Even school calendars fail to align with the lived realities of students. Most of them in rural Jharkhand and Bihar are often from Adivasi and Dalit families involved in seasonal migration, agricultural harvests, and collecting forest produce for sustenance. Unsurprisingly, attendance drops during these months of seasonal livelihood – which is misinterpreted by many as a disinterest towards education. 

The consistently low attendance in schools triggers a ‘learning crisis’ that pushes students to disenroll. To improve learning outcomes, the central government launched the NIPUN Bharat Mission in 2021. This has resulted in large-scale distribution of teaching resources and pedagogical training. Despite inefficiencies in implementation, these efforts have put the spotlight on low learning. Unfortunately, the beam fails to illuminate low attendance and depleting enrolment. 

Current attempts in Jharkhand and Bihar are discrete one-off programmes that focus on coercing children to go to school or take punitive actions. While these efforts might produce temporary spikes in attendance and enrollment, we need systemic changes to solve this issue. So, what will it take? 

Although the schooling system is not ideal, accessibility, infrastructure, teacher and student attendance have improved since the 1990s. But the job is not even half-done. 

Also read: Why There is an Urgent Need to Make Early Childhood Care and Education a Right of All Children

A political will to meet the Right to Education (RTE) norms on PTR is a starting point. With manageable classrooms and hopefully more time to teach, teachers might find their motivation with further help from better professional development. When children see there is something worth going to school for, they would want to be in school. 

However, in what circumstances can the role of the stakeholders improve? Teachers and parents are two crucial pieces of the puzzle and need to live up to their roles. A teacher’s will to teach needs to be stimulated to positively affect student attendance. This could be coded into the hiring process, connected to the promotion system, or provided through continuous teacher development. 

Empowerment of parents through an active orientation of the School Management Committees (SMC) is equally vital. Increasing representation of parents from marginalised backgrounds and transparent communication about attendance data will help. The RTE Act gives an agency to parents to play a role in the management and monitoring of the school, including keeping a watchful eye on the development funds. If parents use this agency, teaching and attendance will surely improve. 

Additionally, school calendars need to be sensitive to contextual social patterns. A decentralised academic calendar will take students along, instead of pushing them out of school.

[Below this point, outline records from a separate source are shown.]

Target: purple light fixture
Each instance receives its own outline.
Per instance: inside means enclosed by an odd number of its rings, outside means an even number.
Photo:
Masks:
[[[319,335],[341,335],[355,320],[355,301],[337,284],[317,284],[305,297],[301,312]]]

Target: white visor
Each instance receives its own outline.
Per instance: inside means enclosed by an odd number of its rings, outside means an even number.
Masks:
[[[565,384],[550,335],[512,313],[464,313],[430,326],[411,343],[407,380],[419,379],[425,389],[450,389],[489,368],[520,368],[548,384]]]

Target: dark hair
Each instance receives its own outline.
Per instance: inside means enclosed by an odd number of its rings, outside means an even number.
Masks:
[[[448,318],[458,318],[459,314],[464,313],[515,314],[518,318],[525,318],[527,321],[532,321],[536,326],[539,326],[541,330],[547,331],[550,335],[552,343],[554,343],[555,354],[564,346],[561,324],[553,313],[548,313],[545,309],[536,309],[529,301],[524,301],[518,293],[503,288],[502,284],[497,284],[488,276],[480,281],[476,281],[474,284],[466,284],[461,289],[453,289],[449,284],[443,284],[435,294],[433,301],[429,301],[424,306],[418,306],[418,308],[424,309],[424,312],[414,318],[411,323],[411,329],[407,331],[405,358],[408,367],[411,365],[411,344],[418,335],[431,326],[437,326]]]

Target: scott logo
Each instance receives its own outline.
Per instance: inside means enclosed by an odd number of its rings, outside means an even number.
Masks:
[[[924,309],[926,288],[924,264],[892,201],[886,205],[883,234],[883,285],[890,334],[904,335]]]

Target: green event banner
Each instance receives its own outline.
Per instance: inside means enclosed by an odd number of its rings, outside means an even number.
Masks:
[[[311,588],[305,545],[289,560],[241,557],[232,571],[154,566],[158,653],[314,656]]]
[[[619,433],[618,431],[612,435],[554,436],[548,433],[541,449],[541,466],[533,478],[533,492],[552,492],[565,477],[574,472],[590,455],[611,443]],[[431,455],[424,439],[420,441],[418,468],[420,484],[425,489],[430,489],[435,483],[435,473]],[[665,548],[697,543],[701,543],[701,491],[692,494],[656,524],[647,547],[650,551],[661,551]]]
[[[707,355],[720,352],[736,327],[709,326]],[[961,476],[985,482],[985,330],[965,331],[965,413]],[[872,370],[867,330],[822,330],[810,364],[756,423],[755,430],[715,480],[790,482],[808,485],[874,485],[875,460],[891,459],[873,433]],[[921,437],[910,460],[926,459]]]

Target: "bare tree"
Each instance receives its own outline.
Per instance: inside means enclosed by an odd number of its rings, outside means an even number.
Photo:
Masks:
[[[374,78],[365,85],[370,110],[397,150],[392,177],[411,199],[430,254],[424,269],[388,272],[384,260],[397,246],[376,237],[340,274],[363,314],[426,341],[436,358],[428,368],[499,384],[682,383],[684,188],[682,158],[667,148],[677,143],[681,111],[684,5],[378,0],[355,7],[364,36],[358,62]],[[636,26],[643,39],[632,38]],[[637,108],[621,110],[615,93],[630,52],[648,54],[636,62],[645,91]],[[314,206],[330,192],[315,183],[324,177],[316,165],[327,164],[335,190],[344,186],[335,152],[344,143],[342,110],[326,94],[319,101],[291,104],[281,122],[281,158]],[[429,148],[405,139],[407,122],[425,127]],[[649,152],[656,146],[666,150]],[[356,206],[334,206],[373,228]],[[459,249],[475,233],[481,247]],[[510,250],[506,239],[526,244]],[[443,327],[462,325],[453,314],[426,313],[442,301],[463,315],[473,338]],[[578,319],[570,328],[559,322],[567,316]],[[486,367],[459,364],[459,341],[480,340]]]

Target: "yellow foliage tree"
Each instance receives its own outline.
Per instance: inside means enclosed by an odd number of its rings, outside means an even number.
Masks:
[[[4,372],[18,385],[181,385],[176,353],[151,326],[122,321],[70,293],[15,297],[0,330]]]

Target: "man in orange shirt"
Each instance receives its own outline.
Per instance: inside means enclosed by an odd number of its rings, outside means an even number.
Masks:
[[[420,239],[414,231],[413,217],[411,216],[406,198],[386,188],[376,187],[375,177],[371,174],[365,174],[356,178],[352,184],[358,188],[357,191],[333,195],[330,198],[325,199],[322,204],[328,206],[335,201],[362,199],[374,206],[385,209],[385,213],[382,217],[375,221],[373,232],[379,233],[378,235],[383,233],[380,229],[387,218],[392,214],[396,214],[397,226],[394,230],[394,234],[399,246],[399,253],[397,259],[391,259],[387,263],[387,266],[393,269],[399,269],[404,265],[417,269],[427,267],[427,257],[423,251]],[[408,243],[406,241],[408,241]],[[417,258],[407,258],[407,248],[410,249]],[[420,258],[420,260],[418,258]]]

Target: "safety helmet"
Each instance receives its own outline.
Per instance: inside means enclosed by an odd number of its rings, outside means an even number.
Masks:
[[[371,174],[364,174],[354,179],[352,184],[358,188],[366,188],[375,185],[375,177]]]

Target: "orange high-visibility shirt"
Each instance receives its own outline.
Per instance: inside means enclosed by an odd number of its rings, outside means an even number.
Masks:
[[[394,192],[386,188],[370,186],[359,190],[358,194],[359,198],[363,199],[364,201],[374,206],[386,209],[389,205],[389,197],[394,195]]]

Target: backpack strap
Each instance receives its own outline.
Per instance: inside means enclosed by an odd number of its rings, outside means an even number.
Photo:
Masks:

And what about the inertia that plagues the administration? Systemic inefficiency is increased by the social distance between those who run the education system and those who are supposed to benefit from it. The educational bureaucracy is in urgent need of sensitivity towards Adivasi, Dalit and OBC students — who are often the ones at the highest risk of dropping out. Without an anti-caste stance and belief in social justice, we would be unable to provide quality education to our masses. While appreciating and advocating for a continued focus on improving learning outcomes, we call for urgent recognition of low attendance and depleting enrollment. If the system can be galvanised to attempt solving the learning crisis, the same can be done for attendance and enrolment. For schooling to achieve the goals it envisions, these must be simultaneous. 

Paran Amitava is an independent researcher studying the schooling system in Jharkhand. Abhinav Ghosh is a PhD candidate at Harvard University.